Nasihat pernikahan? Kalau itu pantas di sebut sebagai nasihat maka anggaplah itu sebagai nasihat, namun jika masih kurang tepat maka anggaplah itu sebagai sarana berbagi pengalaman dengan harapan calon pengantin bisa mengambil ibrahnya.

Kenapa? Pentingkah berbagi kisah atau nasihat? Menurut kami, itu hal yang sangat penting.

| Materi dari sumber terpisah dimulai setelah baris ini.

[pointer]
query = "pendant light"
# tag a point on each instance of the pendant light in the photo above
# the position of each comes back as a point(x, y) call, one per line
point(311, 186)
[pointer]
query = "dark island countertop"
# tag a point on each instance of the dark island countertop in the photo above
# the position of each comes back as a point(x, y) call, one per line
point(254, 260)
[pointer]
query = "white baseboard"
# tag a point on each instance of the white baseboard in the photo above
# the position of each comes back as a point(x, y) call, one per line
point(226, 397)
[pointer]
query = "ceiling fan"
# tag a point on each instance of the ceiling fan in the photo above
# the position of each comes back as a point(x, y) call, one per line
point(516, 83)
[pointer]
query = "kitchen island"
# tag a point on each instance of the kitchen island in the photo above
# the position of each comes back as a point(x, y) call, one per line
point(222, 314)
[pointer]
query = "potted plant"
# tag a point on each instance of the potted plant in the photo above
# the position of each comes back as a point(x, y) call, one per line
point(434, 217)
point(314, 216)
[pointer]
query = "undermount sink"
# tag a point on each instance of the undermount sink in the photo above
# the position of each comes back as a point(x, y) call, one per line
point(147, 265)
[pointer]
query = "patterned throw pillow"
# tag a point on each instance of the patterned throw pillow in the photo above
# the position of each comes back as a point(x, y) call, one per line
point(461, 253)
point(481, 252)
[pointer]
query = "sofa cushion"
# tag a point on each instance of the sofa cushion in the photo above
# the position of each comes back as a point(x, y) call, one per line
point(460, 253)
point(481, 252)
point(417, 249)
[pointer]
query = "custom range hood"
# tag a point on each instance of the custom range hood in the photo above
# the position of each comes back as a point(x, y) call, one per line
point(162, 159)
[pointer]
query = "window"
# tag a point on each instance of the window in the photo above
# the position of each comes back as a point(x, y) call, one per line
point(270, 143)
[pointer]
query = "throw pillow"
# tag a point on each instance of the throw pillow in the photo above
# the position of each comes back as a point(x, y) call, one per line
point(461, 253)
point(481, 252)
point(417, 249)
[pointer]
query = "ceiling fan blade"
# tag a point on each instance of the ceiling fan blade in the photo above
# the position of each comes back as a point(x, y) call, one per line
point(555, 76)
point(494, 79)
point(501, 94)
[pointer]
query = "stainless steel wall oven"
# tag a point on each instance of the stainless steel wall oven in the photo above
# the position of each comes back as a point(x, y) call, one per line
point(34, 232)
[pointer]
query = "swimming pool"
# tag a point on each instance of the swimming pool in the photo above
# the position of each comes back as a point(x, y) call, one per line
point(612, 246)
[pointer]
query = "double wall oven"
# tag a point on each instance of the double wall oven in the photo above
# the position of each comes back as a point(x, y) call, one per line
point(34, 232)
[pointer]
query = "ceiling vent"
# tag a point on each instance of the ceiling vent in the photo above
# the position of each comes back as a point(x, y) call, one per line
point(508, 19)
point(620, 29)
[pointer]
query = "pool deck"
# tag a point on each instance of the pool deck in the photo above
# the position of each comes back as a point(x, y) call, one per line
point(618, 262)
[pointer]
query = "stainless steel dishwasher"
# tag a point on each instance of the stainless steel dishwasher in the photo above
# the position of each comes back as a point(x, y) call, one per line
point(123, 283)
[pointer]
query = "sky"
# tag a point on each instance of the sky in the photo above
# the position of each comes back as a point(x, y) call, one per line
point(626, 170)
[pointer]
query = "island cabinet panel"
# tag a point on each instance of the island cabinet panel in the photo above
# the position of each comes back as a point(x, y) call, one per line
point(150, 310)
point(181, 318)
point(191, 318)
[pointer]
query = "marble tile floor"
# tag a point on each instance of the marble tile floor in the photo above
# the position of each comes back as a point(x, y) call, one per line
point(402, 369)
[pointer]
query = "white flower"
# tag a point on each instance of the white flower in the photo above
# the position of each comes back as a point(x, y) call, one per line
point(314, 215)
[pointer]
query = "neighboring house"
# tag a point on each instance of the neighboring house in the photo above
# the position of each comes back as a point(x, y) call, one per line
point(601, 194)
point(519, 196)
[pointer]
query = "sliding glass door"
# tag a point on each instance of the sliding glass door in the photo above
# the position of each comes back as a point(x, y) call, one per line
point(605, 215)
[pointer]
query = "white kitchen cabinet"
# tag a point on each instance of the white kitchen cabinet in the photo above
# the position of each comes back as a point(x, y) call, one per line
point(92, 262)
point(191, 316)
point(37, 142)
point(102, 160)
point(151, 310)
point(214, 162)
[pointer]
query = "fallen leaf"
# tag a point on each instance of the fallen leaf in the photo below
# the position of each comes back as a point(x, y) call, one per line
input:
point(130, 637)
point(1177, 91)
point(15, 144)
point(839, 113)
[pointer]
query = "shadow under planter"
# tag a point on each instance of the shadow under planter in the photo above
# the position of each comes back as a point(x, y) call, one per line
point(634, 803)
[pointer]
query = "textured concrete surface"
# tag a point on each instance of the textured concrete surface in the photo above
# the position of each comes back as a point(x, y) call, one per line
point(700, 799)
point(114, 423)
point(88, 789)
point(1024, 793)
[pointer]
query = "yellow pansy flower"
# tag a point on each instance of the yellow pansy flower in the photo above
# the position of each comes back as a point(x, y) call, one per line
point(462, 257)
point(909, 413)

Ya, kalau kami adalah calon pengantin maka kami akan sangat senang mendapat nasihat atau review perjalanan berumah tangga karena dengannya kami bisa belajar untuk mengarungi bahtera dengan jauh lebih baik.

Sungguh hari itu kami hanya menyimak kisah melalui majalah, bahwa hidup berumah tangga ini begini dan begitu. Tapi semua terasa mengawang, ngawang-ngawang kalau dalam bahasa Sunda mah. Berharap ada yang bersedia memberi gambaran utuh bagaimana melalui setiap fase dalam rumah tangga, memanaje konflik dalam rumah tangga, bagaimana saat menjadi orang tua dan masih banyak hal lagi.

Yang pasti pada hari itu hanya keyakinan bahwa saya meyakini lelaki yang akan menikahi saya itu tapi tidak pernah mempersiapkan diri lebih jauh untuk menghadapi liku rumah tangga yang sebenarnya.